# How do you find the range of f(x)=abs(x^2-8x+7) for the domain 3 <= x <= 8?

Apr 26, 2015

There are several approaches that will work quite well for this. Here's the one that I used:

Graph the parabola $y = {x}^{2} - 8 x + 7$, the flip the negative part across the $x$ axis to get the absolute value.

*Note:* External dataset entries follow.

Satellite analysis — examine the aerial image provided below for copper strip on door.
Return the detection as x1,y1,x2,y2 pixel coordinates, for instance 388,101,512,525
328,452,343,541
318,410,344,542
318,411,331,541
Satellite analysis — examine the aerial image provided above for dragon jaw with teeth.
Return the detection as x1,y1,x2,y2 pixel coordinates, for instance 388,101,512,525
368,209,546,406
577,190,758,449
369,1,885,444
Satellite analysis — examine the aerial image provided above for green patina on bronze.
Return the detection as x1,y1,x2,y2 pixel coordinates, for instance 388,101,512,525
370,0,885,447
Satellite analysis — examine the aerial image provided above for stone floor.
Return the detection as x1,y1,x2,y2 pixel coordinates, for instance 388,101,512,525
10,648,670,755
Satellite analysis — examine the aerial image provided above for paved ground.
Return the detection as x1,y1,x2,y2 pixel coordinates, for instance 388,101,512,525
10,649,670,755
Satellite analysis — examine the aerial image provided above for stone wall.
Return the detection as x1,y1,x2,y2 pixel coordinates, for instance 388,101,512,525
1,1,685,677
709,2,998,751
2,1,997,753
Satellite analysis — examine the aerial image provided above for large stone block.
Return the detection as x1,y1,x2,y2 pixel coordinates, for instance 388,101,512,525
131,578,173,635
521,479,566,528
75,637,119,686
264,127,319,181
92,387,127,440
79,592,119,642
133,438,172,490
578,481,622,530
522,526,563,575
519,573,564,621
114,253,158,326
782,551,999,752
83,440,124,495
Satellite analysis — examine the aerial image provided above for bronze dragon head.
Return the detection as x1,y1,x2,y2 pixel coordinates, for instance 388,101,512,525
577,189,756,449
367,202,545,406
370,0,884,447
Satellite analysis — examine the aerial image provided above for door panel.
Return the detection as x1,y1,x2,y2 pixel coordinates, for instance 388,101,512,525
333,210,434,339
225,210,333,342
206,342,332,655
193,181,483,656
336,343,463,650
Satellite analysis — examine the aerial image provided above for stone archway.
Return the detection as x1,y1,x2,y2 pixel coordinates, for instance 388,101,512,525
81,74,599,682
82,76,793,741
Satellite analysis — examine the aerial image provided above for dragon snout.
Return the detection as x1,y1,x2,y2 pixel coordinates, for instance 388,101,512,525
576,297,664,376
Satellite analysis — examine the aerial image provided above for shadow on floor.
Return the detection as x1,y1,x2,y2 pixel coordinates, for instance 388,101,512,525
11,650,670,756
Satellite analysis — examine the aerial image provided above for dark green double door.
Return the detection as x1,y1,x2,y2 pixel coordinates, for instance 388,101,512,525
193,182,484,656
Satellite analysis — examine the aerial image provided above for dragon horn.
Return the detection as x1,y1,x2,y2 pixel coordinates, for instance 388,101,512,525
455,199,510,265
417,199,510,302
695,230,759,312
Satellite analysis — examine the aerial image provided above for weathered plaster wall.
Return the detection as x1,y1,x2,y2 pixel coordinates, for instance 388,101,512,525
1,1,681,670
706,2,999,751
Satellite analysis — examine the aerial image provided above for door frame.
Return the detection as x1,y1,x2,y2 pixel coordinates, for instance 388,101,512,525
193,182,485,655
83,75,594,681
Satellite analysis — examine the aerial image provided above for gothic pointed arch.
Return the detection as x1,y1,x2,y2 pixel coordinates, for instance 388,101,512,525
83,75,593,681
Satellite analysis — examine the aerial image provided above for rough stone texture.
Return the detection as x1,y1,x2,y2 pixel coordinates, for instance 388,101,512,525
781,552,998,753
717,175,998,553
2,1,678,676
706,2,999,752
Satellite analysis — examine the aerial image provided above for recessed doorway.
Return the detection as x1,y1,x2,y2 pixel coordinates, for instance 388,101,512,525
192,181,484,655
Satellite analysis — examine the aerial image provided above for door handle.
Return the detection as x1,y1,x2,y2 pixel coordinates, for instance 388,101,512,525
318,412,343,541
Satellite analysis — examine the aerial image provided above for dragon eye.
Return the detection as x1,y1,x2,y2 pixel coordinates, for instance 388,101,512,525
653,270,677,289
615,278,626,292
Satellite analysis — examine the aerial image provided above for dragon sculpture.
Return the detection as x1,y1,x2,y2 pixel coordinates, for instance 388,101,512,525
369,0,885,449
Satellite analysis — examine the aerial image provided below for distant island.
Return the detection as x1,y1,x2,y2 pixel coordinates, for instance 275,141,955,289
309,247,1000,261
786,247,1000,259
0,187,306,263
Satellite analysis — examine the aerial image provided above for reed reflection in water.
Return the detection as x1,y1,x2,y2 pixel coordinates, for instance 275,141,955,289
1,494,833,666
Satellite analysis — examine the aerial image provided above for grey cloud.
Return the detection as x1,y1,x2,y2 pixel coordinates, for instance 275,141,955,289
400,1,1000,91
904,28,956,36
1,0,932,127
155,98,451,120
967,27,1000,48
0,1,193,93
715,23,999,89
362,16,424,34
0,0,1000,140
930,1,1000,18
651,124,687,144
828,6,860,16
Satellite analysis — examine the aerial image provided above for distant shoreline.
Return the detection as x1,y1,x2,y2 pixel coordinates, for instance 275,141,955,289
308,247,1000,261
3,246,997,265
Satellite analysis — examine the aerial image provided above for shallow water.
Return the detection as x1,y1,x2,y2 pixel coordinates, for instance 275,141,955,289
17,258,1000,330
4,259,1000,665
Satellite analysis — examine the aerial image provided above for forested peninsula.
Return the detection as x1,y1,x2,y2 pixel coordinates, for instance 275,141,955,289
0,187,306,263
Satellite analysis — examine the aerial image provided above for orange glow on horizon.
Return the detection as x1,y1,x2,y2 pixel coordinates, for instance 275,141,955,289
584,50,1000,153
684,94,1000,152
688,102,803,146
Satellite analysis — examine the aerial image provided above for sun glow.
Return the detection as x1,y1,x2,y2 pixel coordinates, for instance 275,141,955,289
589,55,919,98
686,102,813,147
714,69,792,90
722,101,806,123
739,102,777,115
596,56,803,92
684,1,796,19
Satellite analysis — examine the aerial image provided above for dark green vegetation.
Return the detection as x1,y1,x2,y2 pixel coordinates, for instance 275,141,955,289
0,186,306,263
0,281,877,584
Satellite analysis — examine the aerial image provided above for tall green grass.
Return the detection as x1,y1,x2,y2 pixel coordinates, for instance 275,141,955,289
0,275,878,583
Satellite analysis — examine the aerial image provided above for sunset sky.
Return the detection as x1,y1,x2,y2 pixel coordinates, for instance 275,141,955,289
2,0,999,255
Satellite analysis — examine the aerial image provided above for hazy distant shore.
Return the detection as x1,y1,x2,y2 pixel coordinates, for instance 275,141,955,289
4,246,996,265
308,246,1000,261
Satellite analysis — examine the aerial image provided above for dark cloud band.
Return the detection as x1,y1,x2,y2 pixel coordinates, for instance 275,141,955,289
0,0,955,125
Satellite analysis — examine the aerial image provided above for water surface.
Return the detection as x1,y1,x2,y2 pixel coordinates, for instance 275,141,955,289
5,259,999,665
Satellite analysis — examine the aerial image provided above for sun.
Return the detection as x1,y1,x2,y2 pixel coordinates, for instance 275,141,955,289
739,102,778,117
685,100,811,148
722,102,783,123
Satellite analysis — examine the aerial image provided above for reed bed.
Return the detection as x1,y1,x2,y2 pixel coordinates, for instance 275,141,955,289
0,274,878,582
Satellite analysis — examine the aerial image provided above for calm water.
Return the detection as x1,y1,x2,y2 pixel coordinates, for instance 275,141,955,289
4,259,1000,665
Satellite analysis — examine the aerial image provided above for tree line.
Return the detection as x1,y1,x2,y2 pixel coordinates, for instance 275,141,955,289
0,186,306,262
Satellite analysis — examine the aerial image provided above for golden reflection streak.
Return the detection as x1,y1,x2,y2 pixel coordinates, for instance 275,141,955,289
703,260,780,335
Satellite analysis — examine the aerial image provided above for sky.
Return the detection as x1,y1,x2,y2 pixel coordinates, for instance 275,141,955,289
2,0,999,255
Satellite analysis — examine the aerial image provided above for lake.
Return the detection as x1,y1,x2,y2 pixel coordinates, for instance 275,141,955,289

I chose this method, because it's relatively easy to find the $x$ intercepts:
${x}^{2} - 8 x + 7 = 0$

$\left(x - 7\right) \left(x - 1\right) = 0$, the intercepts are $1 , 7$ and the parabola opens upward:

The vertex has $x$ coordinate equal to the midpoint between the intercepts, or $x = 4$ and $y$ value
$y = {\left(4\right)}^{2} - 8 \left(4\right) + 7 = 16 - 32 + 7 = - 11$

graph{y = x^2-8x+7 [-18.32, 27.29, -11.85, 10.94]}

No graph the absolute values:

graph{y =abs( x^2-8x+7) [-7.87, 20.61, -1.88, 12.35]}

Now: $f \left(3\right) = 8$ and $f \left(8\right) = 7$, but between $3$ and $8$ we will hit f(7)=0, so the range runs from $0$ up to somewhere.

The maximum value of the absolute value on that domain will be the absolute value of the minimum of the parabola or $11$

The range for that domain is $0 \le y \le 11$